Сегодня из окна я увидела, что в садике одного из примыкающих к кампусу домиков-пряников могнолия расцвела - прислонилась к тёплой стенке и цветёт.
Автобус утром шёл мимо магнолий в начинающих бутонах.
Серая и мокрая всё-таки-весна, и даже по цветенью скорей ранняя - уже на нарциссовых газоновых лугах выскочили тюльпаны.
На бульваре Сен-Жермен, как водится, орали чайки, и я, как всегда, судорожно шарила по карманам - раз уж мобильник мой чайками кричит. Но нет - это парижские чайки, такие же горожане и горожанки, как парижские бакланы, парижские попугаи...
По дороге через город домой мы присели с
Галкой в кафе - выпили против обыкновения не спиртное -
Галка - кофе, я - свежевыжатый лимонный сок, в который всё ж не выдержала и сыпанула ложку сахара. И я всё смотрела на пару за ближним столиком.
Женщина сидела к нам лицом - лет пятидесяти, наверно, хотя я в возрастах совсем не понимаю, а мужик - спиной - лысина, обрамлённая сединой, шарф. Потом я догадалась посмотреть на него в зеркало, увидела внимательное грустное лицо. Чёрт их знает, сколько им лет, но определённо между ними - лет двадцать. Сидели друг против друга, разговаривали, иногда тянулись друг к другу и слегка целовались. Пили красное вино.
Потом встали и ушли. Она оказалась очень высокой, сильно его выше.
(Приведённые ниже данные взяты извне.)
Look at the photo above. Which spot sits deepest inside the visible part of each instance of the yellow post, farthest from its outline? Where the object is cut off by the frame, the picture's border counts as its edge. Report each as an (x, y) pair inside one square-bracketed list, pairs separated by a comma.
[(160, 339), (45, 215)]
Чужая жизнь, чужой пятничный вечер...
Сена всё ещё вздувшаяся, мощная после наводнений. Какая-то тётка шла по нижней набережной нам навстречу с двумя решительными шерстистыми таксами.
Вертелось в голове
«Сиди, прозаик, тих и нем.
Никто не встретился ни с кем.»
В 62-ом Кушнер это написал, в 26 лет.